Słowniki podają, że wyrazy krakowianin i krakus (a także krakowiak) to synonimy. Jednak zdaniem najsłynniejszych krakauerologów Mieczysława Czumy i Leszka Mazana (autorów książki „Austriackie gadanie, czyli encyklopedia galicyjska”) istnieje wyraźna różnica znaczeniowa między tymi określeniami. Ktoś może być na przykład krakusem, ale nie jest już… krakowianinem! Dlaczego? Dlatego że krakowianin to ‘mieszkaniec Krakowa’, a krakus to ‘ten, kto się urodził w Krakowie’. Jeśli więc wyjechało się z Krakowa i mieszka w stolicy, pozostaje się nadal krakusem, jednak jest się już warszawianinem.
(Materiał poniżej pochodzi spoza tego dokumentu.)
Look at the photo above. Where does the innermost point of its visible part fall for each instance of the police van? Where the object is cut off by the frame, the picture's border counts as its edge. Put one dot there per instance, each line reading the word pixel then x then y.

Można być jeszcze krakauerem, czyli ‘osobą, której tradycje rodzinne sięgają czasów Najjaśniejszego Cesarza Franciszka Józefa I’. Krakauera poznać po tym, że do dziś zachowuje zwyczaje mieszczańskie, używa typowo krakowskich powiedzonek. Kiedy zwraca się do kobiet, mówi: Całuję rączki; Padam do nóżek, a gdy do osób z tytułami naukowymi − Wielce Szanowny Pan Profesor pozwoli; Witam Wielmożną Panią Doktor; Moje uniżone uszanowanie Panu Radcy. Ciekawe, że owa tytulatura była zawsze o stopień wyższa od rzeczywistej (docenta w Krakowie czy we Lwowie tytułowano profesorem).